In recent years, the research emphasis has largely shifted toward unsupervised models that can be trained using a single noisy image (no clean ground-truth images needed for training). The DIP has successfully performed unsupervised denoising using single noisy PET images (34). An extension of this idea showed improved results via population-level pretraining followed by individual fine-tuning (35). Noise2Void is another unsupervised approach applied for PET image denoising (36). It uses a single noisy input and is based on the idea of a blind spot network to estimate the intensity of a central pixel from its neighbors in a noisy image patch. Noise2Void has also been demonstrated to benefit from population-level pretraining and individual fine-tuning.
A key challenge with most supervised denoising approaches is their poor generalizability across different noise levels. A personalized denoising strategy has been proposed that uses different noise levels for training and incorporates a weighting factor that is based on the noise level in a task-dependent manner (37). A federated learning framework for PET image denoising was successfully tested with a simulated dataset with different noise settings corresponding to protocols from different institutions (38). Generalizability concerns also emphasize methods that can be adapted across scanners and tracers. One study customized a cGAN model for cross-scanner and cross-tracer optimization working with 3 scanner models (GE Healthcare Discovery MI, Siemens Biograph mCT, and Siemens Biograph Vision) and 3 radiotracers (18F-FDG, 18F-fluoroethyl-L-tyrosine (18F-FET), and 18F-florbetapir) (39). The results were independently assessed by 3 clinicians to ensure clinical utility.
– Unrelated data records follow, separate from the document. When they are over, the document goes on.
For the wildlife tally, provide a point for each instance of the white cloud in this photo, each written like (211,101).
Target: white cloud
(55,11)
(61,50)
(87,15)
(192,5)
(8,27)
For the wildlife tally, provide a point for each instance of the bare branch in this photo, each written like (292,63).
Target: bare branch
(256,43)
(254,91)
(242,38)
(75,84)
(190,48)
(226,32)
Another key research theme for PET image enhancement centers around image deblurring and the related tasks superresolution and partial volume correction. A supervised approach for superresolving PET images by mapping from the lower-resolution Siemens HR+ scanner to the higher-resolution Siemens HRRT scanner used a very deep CNN with anatomic and spatial inputs (40). Later, a self-supervised solution to the same problem was proposed using a cycleGAN-like architecture and incorporating simulation guidance (41). This model was trained using unpaired low- and high-resolution images from the 2 scanners. A supervised cycleGAN framework was used to map PET image inputs not corrected for partial volume to outputs corrected for partial volume (42). The method was applied to 18F-FDG, 18F-flortaucipir, 18F-flutemetamol, and 18F-fluorodopa datasets. In a joint denoising and partial volume correction framework, a cycleGAN variant was also trained in supervised mode to generate standard-count partial-volume–corrected PET images from low-count inputs for 3 tracers (18F-FDG, 18F-flortaucipir, and 18F-flutemetamol) (43). A similar concept was also presented using a U-Net–based model for joint denoising and partial volume correction (44). Time-of-flight PET imaging has been shown to improve the image signal-to-noise ratio significantly. Although most denoising works focus on reducing scan time or tracer dose, one AI-based denoising approach computed time-of-flight–quality images from non–time-of-flight PET image inputs (45).
SPECT IMAGE ENHANCEMENT
Several recent efforts that use AI for SPECT image enhancement are highlighted in Table 2. Similar to PET reports, most papers on SPECT image enhancement focus on image denoising models, which generate standard- or high-count SPECT images from noisy, low-count inputs. One of the earliest applications of AI for SPECT myocardial perfusion imaging (MPI) using a 99mTc-sestamibi rest-and-stress protocol involved a 3D convolutional autoencoder to map low-count SPECT images (1/8 and 1/16 of standard) to standard-count images (46). An extension of this work reported comparisons of several convolutional autoencoder architectures and evaluated the denoising model for the clinical task of perfusion-defect detection at several successively reduced dose levels (1/2, 1/4, 1/8, and 1/16 of standard count) (47). The paper also showed that dose-specific models outperformed a one-size-fits-all model trained using inputs at different noise levels. Pix2Pix, a cGAN architecture, was applied to 99mTc-sestamibi stress scans with reduced counts (7/10 to 1/10 of standard) and led to improved denoising performance relative to convolutional autoencoders and conventional gaussian and Butterworth filters (48). A dual-gated (cardiac and respiratory) SPECT MPI study suggested that using a patient’s own dataset for training a cGAN architecture was superior to conventional training based on cross-patient data (49). The cGAN led to the lowest noise level but also exhibited the poorest defect detection performance compared with CNN and U-Net. One recent study provided a theoretical framework for assessing signal detection accuracy for AI-based SPECT denoising and demonstrated the utility of virtual clinical trials in the evaluation of AI-based approaches (50). This study highlighted discrepancies between image-based and task-based evaluation outcomes and stressed the significance of task-based objective evaluation for denoising SPECT images.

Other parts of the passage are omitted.